The arrangement of the elements of the interior of Temple B'nai Sholom declare its Reform Jewish heritage. The Bimah and the Ark are both at the focal point of the central space with the Choir off slightly to the side. A 19th century Orthodox synagogue would not have had a Choir, nor would it have had the Bimah immediately in front of the Ark with all of the seating focused in one direction toward it. The Bimah would have been in the center with the seating arranged in the round focused upon the Bimah. The advent of social and civil rights reform in 19th century Europe affected the religious expression and the architectural expression of Reform Judaism. The roots of the architectural expression of Temple B'nai Sholom are concurrent with the roots of its founders.
In Germany in the 19th century, Reform Jews took the lead in trying to develop architectural styles that would be expressive of Judaism. Prior to the religious freedom of 19th century Germany, Jews were suppressed by the political systems in all European countries and their synagogues were usually designed and built off the major thoroughfares in such a way as to be anonymous and unrecognizable as an expression of religion. These dynamic Reform Jews developed a style beginning in 1830 called Rundbogenstil (round arched style) that mixed elements of Romanesque, classical and Renaissance architecture.
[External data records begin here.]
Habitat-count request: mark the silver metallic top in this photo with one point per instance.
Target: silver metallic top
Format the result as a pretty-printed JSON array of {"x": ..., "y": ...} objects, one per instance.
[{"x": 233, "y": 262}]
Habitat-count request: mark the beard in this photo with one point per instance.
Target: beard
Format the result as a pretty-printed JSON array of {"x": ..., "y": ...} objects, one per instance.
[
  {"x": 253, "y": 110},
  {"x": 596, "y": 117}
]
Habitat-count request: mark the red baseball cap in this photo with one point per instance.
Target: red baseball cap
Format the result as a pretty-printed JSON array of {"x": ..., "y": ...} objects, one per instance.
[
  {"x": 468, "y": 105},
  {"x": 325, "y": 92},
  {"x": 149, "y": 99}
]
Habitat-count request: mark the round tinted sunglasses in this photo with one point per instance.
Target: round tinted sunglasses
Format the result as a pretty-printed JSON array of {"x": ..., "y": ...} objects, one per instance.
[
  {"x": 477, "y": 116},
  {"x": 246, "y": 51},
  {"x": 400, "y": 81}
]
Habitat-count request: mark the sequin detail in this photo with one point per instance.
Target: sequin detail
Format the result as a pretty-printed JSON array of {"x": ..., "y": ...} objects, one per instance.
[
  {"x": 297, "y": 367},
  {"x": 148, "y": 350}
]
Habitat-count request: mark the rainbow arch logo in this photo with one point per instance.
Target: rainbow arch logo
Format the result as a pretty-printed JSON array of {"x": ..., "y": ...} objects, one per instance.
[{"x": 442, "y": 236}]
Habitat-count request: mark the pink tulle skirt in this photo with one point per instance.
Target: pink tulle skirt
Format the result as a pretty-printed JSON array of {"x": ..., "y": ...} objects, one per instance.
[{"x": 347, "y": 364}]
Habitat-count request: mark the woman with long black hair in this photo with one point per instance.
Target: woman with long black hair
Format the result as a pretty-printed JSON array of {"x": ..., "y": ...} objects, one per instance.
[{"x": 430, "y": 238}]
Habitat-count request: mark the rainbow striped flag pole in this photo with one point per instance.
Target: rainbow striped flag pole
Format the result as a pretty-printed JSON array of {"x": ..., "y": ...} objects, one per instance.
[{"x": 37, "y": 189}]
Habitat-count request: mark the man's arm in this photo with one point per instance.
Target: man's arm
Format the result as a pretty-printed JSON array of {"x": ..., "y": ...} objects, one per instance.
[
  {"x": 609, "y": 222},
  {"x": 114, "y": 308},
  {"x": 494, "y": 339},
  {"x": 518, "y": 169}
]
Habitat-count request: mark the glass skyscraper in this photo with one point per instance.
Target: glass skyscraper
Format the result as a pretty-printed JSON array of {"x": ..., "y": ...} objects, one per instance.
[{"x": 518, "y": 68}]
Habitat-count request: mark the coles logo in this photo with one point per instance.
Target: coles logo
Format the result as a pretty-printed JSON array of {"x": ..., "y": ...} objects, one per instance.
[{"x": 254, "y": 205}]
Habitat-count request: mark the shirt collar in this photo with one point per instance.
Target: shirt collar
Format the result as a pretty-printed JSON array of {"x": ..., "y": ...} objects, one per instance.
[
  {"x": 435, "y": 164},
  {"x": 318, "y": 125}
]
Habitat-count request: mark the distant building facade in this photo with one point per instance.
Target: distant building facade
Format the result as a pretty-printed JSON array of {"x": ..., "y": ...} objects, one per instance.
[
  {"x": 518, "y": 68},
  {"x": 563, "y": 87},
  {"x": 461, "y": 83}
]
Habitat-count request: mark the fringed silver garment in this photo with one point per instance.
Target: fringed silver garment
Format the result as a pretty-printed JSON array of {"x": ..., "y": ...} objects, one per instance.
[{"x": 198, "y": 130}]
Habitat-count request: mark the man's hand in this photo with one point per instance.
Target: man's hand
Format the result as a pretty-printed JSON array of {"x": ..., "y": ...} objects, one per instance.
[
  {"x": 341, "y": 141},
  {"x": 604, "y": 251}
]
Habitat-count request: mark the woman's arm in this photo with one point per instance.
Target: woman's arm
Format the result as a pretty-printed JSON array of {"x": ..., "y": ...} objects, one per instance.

The founders of Temple B'nai Sholom came mostly from Germany. Isaac Schiffman was born in 1856 in Hoppstaedten, Germany and came to Huntsville in 1875. He served as President of the Congregation and Chairman of the Building Committee during the design and construction of the current Temple in 1899. The Congregation was started in 1876, with many of the members from a German background. The writer believes that the Congregation was well aware of architectural developments taking place contemporaneously in Germany and the remainder of western Europe, and that they conveyed this aesthetic to the architect of the Temple, R. H. Hunt of Chattanooga.
The Romanesque style was believed to be suitable for experimentation, and this is exactly what Hunt did in this example with the diagonal floor plan axis and the folded planes of the wooden ceiling of the main worship space. This experimentation was a necessity because of the lack of design paradigms due to the aforementioned cultural history. There were few "model" synagogues to draw from.